La SMACO, el organismo saharaui que aglutina todos los recursos para luchar contra las minas, asegura que han conseguido retirar cerca de 25.000 artefactos en un amplio territorio, una labor en la que ahora también colabora un equipo formado por nueve mujeres, el SMAWT, que se ocupa del desminado y también de atender a las víctimas. La zona donde se concentra el mayor número de minas es la banda de seguridad de cinco kilómetros que se extiende a lo largo de todo el muro defensivo construido por Marruecos. Ahí es donde aún quedan miles y miles de explosivos por desenterrar y desactivar.

De todos modos, aunque la tarea es ardua, Gaici Nah, el jefe de operaciones de la SMACO, sigue confiando plenamente en la moral del pueblo saharaui para superar este gravísimo problema. A su entender, la presencia de las minas no ayuda a fomentar para nada la confianza entre Marruecos y el gobierno saharaui, y tan sólo sirve para apuntalar la realidad de un muro que se ha convertido en “la versión marroquí del apartheid”, un muro que, asegura Gaici, el ejército marroquí refuerza cada día con más piedras y cemento para evitar su erosión y deterioro.

La SMACO continúa peleando, además, en los frentes diplomáticos internacionales para acabar con las minas en territorio saharaui, pese a que la posición del Reino de Marruecos se mantiene inflexible. Rabat se ha negado a firmar el Tratado de Ottawa o Convención sobre la Prohibición de Minas Antipersonales ratificado en 1997, según el cual los más de 160 países que lo han suscrito se comprometen a prohibir el uso, producción, almacenamiento y tráfico de minas, así como a llevar a cabo el desminado y destrucción de sus existencias.
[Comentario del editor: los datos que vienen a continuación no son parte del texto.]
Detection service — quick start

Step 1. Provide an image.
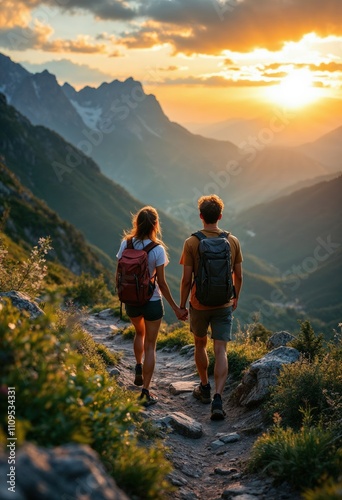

El objetivo del Tratado era que en 2025, dentro de cinco años, ya no hubiese minas antipersona en el mundo. Sin embargo, Gaici Nah no es nada optimista al respecto: «Aquí van a pasar muchos años después de 2025 en los que vamos a seguir con las minas en el Sahara, en los que esto seguirá siendo, lamentablemente, el campo de minas más grande del mundo».